Mr Cameron also wants to remove the 300-year-old Act of Succession provision excluding potential heirs who "marry a Papist" from becoming monarch. He said this rule was a historical anomaly as it does not apply to those who marry spouses of other faiths. He draws the line at the monarch, happy to retain the anomaly she must not be a Catholic.
As the British monarch is also ours, Mr Cameron needs Commonwealth approval otherwise everything gets messy, constitutionally. That's why he's greasing up the other prime ministers, even though the tinkering he proposes will do nothing to improve the rights of any of their citizens, be they Catholic or Muslim, atheist or Buddhist, male or female.
The only people who stand to gain or lose by the proposed law change in 16 parliaments are the handful of blue bloods who can claim legitimate descent from the 17th-century Electress Sophia of Hanover, who was a granddaughter of James IV of Scotland (and James I of England) and the niece of Charles I.

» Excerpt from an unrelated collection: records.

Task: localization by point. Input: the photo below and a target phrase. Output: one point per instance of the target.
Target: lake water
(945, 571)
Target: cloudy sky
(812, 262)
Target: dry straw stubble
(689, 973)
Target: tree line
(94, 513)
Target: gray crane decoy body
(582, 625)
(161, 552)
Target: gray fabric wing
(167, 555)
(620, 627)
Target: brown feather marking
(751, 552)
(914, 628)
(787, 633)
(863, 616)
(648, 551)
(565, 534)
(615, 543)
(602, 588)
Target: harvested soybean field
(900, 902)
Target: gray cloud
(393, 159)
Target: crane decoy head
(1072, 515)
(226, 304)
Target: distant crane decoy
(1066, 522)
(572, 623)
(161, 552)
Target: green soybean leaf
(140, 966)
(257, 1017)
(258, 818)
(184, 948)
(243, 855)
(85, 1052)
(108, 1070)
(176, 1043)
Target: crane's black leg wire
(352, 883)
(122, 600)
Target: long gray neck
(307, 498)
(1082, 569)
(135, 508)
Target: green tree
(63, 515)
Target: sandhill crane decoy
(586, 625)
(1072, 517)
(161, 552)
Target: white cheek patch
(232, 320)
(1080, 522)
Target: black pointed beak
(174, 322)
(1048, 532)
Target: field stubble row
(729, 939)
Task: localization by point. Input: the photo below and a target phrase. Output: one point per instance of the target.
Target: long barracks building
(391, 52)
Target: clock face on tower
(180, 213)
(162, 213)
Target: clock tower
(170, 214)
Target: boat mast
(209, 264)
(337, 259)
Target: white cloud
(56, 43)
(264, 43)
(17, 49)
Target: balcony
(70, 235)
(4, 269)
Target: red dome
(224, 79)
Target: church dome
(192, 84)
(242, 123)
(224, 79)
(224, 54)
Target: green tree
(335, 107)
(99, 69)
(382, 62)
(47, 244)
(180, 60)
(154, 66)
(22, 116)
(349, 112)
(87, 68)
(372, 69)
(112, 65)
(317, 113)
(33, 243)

Seems she was a Protestant, therefore acceptable, and ever since, her male heirs have had precedence over their sisters. All Mr Cameron's proposal will do is bring gender equality to this exclusive little aristocratic club. It certainly won't usher in a democratic selection process for our head of state, opening up the top job in any one of these 15 ex-colonies to a citizen of that land. Nor will it even enhance the human rights of the commoners of the United Kingdom.
Which takes us back to the set piece discussion on human rights and democracy which is the headline act at the Perth conference. Ms Gillard says the focus is on "the role of the Commonwealth in the age in which we live and how we can strengthen it for the future". In front of the 54 Commonwealth leaders will be the eminent persons' report on renewing the organisation, recommending a charter and the appointment of a commissioner for democracy, the rule of law and human rights. It notes "there is a growing perception that the Commonwealth has become indifferent because it fails to stand up for the values that it has declared as fundamental to its existence".
Fine words and dreams, for sure. But how seriously can you take an organisation that wants to set up a commissioner to fight for democracy and human rights in the same breath as it votes to perpetuate a feudal and undemocratic method of selecting its head citizen? Will John Key have the gumption to point this out?